In our datasets, we have a few absolutely huge outliers. If we plot (eg in a boxplot) and include the outliers, the axis will be so squeezed that it's useless. Log-scaling doesn't help. But we want to tell the reader that the outliers exist (and say how many, and on which side of the boxplot, positive or negative), preferably without adding text manually to the caption. Is there a good method for this? Preferably in R, Matplotlib or Seaborn.
This is different from eg Ignore outliers in ggplot2 boxplot because I don't want to ignore the outliers: I want to show that they exist, but not plot them.
Sample code:
# from https://stackoverflow.com/questions/5677885/ignore-outliers-in-ggplot2-boxplot
> library("ggplot")
> df = data.frame(y = c(-100, rnorm(100), 100))

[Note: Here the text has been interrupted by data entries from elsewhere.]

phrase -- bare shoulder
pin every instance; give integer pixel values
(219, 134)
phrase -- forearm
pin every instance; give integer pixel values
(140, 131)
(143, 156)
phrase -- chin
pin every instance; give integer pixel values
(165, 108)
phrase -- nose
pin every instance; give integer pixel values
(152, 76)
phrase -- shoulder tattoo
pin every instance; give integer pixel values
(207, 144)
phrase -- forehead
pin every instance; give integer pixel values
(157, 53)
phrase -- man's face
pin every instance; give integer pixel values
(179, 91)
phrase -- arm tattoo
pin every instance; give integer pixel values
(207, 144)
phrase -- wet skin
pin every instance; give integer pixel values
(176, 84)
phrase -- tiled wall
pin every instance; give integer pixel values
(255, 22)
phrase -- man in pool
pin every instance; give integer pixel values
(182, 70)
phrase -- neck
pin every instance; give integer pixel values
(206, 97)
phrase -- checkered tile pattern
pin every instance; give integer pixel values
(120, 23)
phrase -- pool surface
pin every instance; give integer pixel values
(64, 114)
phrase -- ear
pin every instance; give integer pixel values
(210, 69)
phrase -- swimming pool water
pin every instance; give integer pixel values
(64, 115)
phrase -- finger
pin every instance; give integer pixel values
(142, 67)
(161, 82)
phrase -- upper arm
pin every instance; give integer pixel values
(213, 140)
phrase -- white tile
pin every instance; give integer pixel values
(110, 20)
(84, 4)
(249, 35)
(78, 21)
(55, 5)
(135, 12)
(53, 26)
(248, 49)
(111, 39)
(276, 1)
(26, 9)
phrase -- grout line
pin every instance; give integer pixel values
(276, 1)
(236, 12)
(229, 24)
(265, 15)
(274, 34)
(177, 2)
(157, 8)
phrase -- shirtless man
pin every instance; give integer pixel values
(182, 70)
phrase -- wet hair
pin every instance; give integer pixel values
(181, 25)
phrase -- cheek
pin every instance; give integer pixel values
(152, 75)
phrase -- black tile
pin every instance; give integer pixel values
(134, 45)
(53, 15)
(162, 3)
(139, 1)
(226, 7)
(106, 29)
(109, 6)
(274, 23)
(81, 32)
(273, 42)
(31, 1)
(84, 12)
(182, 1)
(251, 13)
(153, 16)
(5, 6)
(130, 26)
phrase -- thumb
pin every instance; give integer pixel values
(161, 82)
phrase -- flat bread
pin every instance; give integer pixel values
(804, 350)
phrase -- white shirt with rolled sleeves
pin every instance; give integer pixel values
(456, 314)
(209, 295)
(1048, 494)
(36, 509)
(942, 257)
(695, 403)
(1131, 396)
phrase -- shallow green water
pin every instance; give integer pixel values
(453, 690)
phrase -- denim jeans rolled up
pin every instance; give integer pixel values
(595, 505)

> ggplot(df, aes(y = y)) + geom_boxplot(aes(x = factor(1)))
We see a boxplot that is useless because of the presence of outliers. If we follow the accepted answer at that link, we remove the outliers in a very nice way, but now the reader doesn't realise there were any outliers.
EDIT a couple of comments/answers ask what I actually want, but that is precisely the difficulty -- I know I want an automated graphical presentation of the outliers (together with the main data), but I don't know what this should look like, exactly. I hope someone in the community knows some best practice for this situation. I don't need help writing code to find outliers or add text to plots.